[英]Filling in missing values in a column based on values from another column
I have a df
that has 3 columns: recnum
, state
, and zip_code
.我有一个包含 3 列的
df
: recnum
、 state
和zip_code
。 The state
column is missing values and I want to fill them in based on matching zip_code
. state
列缺少值,我想根据匹配的zip_code
填充它们。 I have tried using .ffill
with no luck.我试过使用
.ffill
没有运气。 Below is a sample of how the df
currently looks and what I want the output to look like.下面是
df
当前外观的示例以及我希望 output 的外观。 Any assistance would be greatly appreciated.任何帮助将不胜感激。
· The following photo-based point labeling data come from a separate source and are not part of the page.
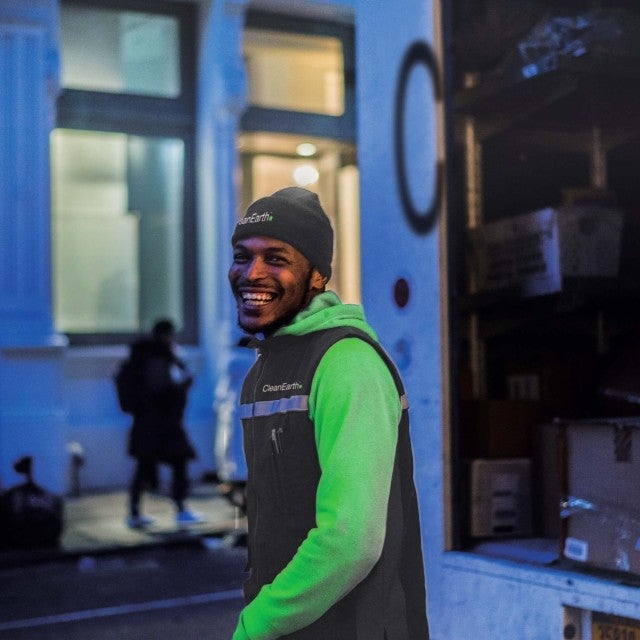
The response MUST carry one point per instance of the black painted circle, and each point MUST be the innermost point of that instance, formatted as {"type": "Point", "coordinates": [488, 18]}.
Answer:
{"type": "Point", "coordinates": [401, 293]}
{"type": "Point", "coordinates": [419, 53]}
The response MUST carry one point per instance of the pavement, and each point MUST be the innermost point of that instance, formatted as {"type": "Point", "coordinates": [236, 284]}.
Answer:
{"type": "Point", "coordinates": [95, 523]}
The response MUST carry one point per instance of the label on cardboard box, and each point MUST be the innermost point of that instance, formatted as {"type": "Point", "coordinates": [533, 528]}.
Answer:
{"type": "Point", "coordinates": [576, 549]}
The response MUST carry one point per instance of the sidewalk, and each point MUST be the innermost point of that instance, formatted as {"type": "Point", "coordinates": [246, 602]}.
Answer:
{"type": "Point", "coordinates": [95, 524]}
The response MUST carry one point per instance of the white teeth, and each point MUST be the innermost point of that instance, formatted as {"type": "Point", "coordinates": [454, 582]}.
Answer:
{"type": "Point", "coordinates": [257, 297]}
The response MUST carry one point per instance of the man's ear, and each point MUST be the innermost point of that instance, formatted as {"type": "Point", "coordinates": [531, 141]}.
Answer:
{"type": "Point", "coordinates": [318, 281]}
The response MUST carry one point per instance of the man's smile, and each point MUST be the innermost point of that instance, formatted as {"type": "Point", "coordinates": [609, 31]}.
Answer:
{"type": "Point", "coordinates": [256, 298]}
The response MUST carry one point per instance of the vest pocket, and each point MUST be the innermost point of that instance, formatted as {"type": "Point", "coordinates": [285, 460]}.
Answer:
{"type": "Point", "coordinates": [276, 438]}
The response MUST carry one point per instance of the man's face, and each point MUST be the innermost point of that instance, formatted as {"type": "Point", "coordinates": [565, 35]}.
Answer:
{"type": "Point", "coordinates": [271, 282]}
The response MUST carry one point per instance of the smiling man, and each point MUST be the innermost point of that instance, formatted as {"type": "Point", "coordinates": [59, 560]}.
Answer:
{"type": "Point", "coordinates": [334, 539]}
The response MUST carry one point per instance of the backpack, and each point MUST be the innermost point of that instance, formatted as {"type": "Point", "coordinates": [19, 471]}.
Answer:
{"type": "Point", "coordinates": [128, 381]}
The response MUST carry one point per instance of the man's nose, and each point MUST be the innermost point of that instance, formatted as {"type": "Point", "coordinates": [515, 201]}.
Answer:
{"type": "Point", "coordinates": [256, 269]}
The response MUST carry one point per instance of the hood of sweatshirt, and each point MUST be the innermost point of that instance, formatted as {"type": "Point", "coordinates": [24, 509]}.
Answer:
{"type": "Point", "coordinates": [326, 311]}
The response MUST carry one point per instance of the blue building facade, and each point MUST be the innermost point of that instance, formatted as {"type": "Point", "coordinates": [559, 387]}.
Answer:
{"type": "Point", "coordinates": [54, 392]}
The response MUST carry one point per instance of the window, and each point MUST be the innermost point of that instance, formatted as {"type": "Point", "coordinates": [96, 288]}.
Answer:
{"type": "Point", "coordinates": [122, 171]}
{"type": "Point", "coordinates": [300, 125]}
{"type": "Point", "coordinates": [301, 76]}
recnum: int64 state: string zip: float64 recnum:int64 state:字符串 zip:float64
Current df
当前
df
recnum![]() |
state ![]() |
zip_code![]() |
---|---|---|
1 ![]() |
AL![]() |
11111 ![]() |
2 ![]() |
CO![]() |
22222 ![]() |
3 ![]() |
TX![]() |
33333 ![]() |
4 ![]() |
NaN![]() |
11111 ![]() |
5 ![]() |
AL![]() |
11111 ![]() |
6 ![]() |
CO![]() |
22222 ![]() |
7 ![]() |
TX![]() |
33333 ![]() |
8 ![]() |
NaN![]() |
22222 ![]() |
Desired Output:所需的 Output:
recnum![]() |
state ![]() |
zip_code![]() |
---|---|---|
1 ![]() |
AL![]() |
11111 ![]() |
2 ![]() |
CO![]() |
22222 ![]() |
3 ![]() |
TX![]() |
33333 ![]() |
4 ![]() |
AL![]() |
11111 ![]() |
5 ![]() |
AL![]() |
11111 ![]() |
6 ![]() |
CO![]() |
22222 ![]() |
7 ![]() |
TX![]() |
33333 ![]() |
8 ![]() |
CO![]() |
22222 ![]() |
Try grouping by zip_code then using ffill, bfill to fill out the nans:尝试按 zip_code 分组,然后使用 ffill、bfill 填写 nans:
import numpy as np
import pandas as pd
df = pd.DataFrame({'recnum': {0: 1, 1: 2, 2: 3, 3: 4, 4: 5, 5: 6, 6: 7, 7: 8},
'state': {0: 'AL', 1: 'CO', 2: 'TX', 3: np.nan, 4: 'AL',
5: 'CO', 6: 'TX', 7: np.nan},
'zip_code': {0: 11111, 1: 22222, 2: 33333, 3: 11111,
4: 11111, 5: 22222, 6: 33333, 7: 22222}})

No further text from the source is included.